Fourth-grade students at Pioneer Path in Channahon had hopes of adding their own artwork to the side of the District 17 bus barn near their school.
Last year’s fourth-graders were the first to paint a mural on the bus barn and this year’s students wanted a shot at painting a mural and making it a tradition for the outgoing class at Pioneer Path.
“Last year two fourth-graders developed the idea,” District 17 art teacher Megan Stytz said. “It was so successful we decided to continue it.”
Now their handiwork adorns the opposite side of the bus barn, jazzing it up and leaving a statement by the students.
The project was open to all fourth-graders, and on May 17, more than 37 of them took two-hour shifts painting flowers on the wall. The result is a field of flowers personalized by each artist.
Stytz prepared the wall in advance, painting the background and outlining flower petals with chalk. Students were free to deviate from her design if they chose.
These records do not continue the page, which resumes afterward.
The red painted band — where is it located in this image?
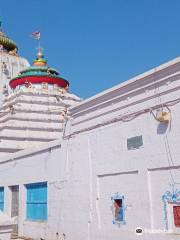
[9,76,69,88]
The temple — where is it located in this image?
[0,24,180,240]
[0,47,81,156]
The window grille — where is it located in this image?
[26,182,47,221]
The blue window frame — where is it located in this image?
[0,187,4,211]
[111,193,126,225]
[26,182,47,221]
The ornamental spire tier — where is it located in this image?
[0,21,29,104]
[9,48,69,91]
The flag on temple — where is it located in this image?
[31,31,41,40]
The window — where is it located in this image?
[26,182,47,221]
[114,199,123,222]
[127,135,143,150]
[0,187,4,211]
[173,206,180,227]
[111,193,126,225]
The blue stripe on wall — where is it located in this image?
[0,187,4,211]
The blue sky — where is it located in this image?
[0,0,180,98]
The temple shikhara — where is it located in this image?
[0,23,180,240]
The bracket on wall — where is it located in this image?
[162,189,180,230]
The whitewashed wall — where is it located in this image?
[0,58,180,240]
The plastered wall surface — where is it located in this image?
[0,59,180,240]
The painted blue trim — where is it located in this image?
[111,192,127,227]
[162,189,180,230]
[26,182,47,221]
[0,187,4,211]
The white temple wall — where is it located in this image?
[0,57,180,240]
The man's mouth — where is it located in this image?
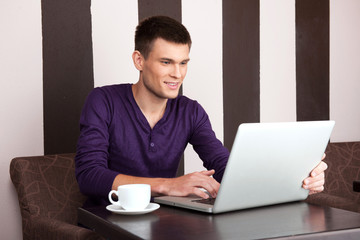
[165,82,179,89]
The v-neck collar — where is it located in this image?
[127,84,172,131]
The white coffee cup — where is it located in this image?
[109,184,151,211]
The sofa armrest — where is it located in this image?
[28,216,103,240]
[353,180,360,192]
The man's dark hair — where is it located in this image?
[135,16,191,59]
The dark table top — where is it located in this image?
[78,202,360,240]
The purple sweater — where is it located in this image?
[75,84,229,203]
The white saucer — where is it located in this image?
[106,203,160,215]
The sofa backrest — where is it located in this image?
[324,142,360,203]
[10,154,86,224]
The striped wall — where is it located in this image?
[0,0,360,239]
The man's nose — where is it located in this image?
[171,64,181,78]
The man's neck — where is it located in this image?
[132,82,168,128]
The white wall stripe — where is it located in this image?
[91,0,139,87]
[260,0,296,122]
[0,0,44,239]
[330,0,360,142]
[182,0,224,173]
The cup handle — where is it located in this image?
[109,190,119,204]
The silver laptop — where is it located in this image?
[154,121,335,213]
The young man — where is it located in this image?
[75,16,327,204]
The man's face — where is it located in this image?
[141,38,190,99]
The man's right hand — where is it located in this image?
[159,170,220,198]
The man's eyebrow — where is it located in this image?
[160,58,190,62]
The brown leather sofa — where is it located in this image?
[10,142,360,240]
[306,142,360,212]
[10,154,103,240]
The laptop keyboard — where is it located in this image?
[192,198,216,205]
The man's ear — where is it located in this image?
[132,50,144,71]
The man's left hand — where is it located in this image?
[302,154,328,194]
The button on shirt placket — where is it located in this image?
[149,131,156,152]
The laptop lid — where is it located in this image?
[154,121,335,213]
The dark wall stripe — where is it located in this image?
[223,0,260,150]
[296,0,330,121]
[41,0,94,154]
[138,0,183,176]
[138,0,181,22]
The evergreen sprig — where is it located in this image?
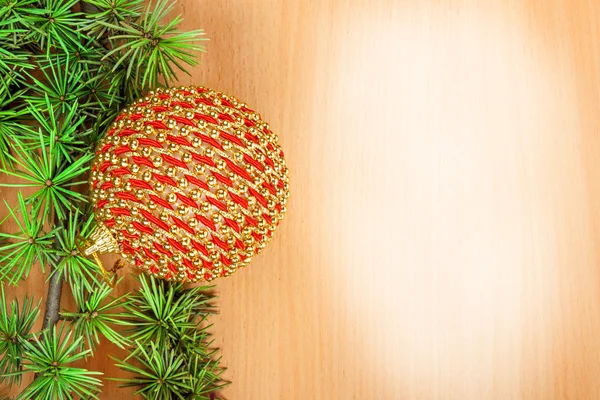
[0,285,41,384]
[0,129,93,222]
[15,325,102,400]
[0,192,56,284]
[61,283,129,354]
[111,275,227,400]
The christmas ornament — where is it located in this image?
[84,87,289,282]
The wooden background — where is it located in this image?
[4,0,600,400]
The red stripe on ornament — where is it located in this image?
[244,154,265,172]
[248,187,267,207]
[219,113,233,122]
[244,132,260,144]
[184,175,209,190]
[194,132,223,150]
[142,247,158,262]
[100,161,112,172]
[246,215,258,227]
[138,138,162,149]
[220,131,246,147]
[110,207,131,216]
[131,156,154,168]
[175,193,199,208]
[235,239,246,250]
[115,192,141,203]
[229,192,248,209]
[129,179,152,190]
[192,153,215,167]
[119,128,138,137]
[194,113,219,125]
[221,254,231,272]
[194,97,214,106]
[111,168,131,176]
[152,173,177,186]
[191,240,209,256]
[162,154,189,169]
[212,235,229,251]
[212,172,233,187]
[171,215,194,235]
[196,214,217,231]
[206,196,227,211]
[148,194,173,210]
[263,182,277,196]
[140,209,169,232]
[167,135,192,147]
[144,120,169,129]
[265,156,275,168]
[131,221,154,235]
[153,242,173,257]
[221,99,233,107]
[221,157,252,181]
[171,101,194,109]
[223,217,240,233]
[167,237,187,253]
[121,229,140,239]
[263,214,273,225]
[114,146,131,156]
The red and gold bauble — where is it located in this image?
[86,87,289,282]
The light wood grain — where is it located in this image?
[3,0,600,400]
When students arrived for their shift, they planned out a design on paper so they had an idea in mind. Then they used the skills and techniques they learned in art classes to make their flowers unique.
Student Sadie Barker loves kittens, she said. So she thought long and hard beforehand about how she could incorporate them into her design.
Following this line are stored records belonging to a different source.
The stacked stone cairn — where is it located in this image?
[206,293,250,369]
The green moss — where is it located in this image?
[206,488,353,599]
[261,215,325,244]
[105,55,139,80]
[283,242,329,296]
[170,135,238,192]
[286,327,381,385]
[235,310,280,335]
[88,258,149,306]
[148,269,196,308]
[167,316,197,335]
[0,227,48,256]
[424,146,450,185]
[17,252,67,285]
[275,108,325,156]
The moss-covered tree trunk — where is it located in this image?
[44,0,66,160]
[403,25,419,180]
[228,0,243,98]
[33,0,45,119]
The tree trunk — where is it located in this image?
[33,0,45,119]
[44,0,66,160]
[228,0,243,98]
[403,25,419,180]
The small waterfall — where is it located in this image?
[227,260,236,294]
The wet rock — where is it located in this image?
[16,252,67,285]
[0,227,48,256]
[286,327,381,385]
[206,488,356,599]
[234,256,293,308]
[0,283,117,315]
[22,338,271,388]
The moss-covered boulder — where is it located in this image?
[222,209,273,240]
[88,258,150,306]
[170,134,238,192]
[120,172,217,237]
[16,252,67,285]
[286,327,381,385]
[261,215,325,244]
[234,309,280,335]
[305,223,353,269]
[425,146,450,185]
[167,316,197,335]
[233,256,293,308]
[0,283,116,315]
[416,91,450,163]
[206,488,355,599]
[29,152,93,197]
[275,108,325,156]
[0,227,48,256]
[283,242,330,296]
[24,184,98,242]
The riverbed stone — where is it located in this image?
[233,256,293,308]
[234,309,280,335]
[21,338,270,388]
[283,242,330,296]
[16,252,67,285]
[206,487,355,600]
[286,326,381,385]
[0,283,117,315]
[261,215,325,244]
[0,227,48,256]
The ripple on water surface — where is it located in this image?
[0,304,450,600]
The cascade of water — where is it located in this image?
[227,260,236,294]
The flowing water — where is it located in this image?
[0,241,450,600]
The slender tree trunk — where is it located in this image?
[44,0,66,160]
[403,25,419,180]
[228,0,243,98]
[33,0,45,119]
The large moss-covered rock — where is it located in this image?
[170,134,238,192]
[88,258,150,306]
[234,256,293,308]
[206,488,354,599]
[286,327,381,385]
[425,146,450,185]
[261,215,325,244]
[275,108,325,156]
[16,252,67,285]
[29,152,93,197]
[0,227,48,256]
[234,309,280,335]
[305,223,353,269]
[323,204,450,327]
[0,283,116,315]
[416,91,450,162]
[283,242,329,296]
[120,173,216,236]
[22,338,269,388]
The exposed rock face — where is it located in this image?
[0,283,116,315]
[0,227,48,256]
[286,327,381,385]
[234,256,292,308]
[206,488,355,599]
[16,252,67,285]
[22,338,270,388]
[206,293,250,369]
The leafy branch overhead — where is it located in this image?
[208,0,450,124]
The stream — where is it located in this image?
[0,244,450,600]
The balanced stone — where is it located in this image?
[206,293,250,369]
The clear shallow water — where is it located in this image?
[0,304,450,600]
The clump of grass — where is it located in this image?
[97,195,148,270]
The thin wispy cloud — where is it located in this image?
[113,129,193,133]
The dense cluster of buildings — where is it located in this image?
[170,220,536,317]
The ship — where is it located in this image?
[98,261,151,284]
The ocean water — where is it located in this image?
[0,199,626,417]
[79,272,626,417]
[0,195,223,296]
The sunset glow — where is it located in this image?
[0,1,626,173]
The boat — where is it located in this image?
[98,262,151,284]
“I came up with a cat flower,” she said.
Aiden Croft took another route. He likes mixing and experimenting with colors. He learned to draw skulls in art class so he fused the two into his flower.
Ryan Isdonas used multiple patterns in each petal, adding balance to his design.
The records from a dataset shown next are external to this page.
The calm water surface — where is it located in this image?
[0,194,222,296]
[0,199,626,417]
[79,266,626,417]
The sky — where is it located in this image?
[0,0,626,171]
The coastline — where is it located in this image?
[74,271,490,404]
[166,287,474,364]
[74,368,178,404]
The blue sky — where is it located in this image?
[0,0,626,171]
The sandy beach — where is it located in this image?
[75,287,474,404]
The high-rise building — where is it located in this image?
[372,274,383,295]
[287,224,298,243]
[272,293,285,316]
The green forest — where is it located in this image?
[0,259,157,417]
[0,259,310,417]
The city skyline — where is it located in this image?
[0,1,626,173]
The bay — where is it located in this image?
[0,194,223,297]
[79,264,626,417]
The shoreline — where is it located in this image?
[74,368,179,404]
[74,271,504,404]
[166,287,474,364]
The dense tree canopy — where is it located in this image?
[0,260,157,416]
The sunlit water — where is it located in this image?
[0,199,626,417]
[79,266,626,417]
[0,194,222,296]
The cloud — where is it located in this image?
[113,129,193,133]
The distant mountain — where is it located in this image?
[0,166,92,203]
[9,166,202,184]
And Kayla Widlowski made hers more realistic, using simple colors and adding shading with darker and lighter ones.
There are as many different and unique flower designs as there are students who painted them.
“I really like seeing the different things people did on their flowers,” Kayla said.
The day was not just about painting – which was a lot of fun – but also about community, Stytz said.
Ball games were happening at the Channahon Baseball fields that Saturday so the artists got a lot of attention from parents, students and players.
The students got to do something they enjoy while visiting with friends and classmates that they might not have had an opportunity to visit with before – a great way to strike up new friendships during the last few days of school.
There’s one more side to the bus barn for incoming fourth-grade students to carry on the tradition. After that, Stytz hopes there will be more buildings in the district the students can leave their mark on.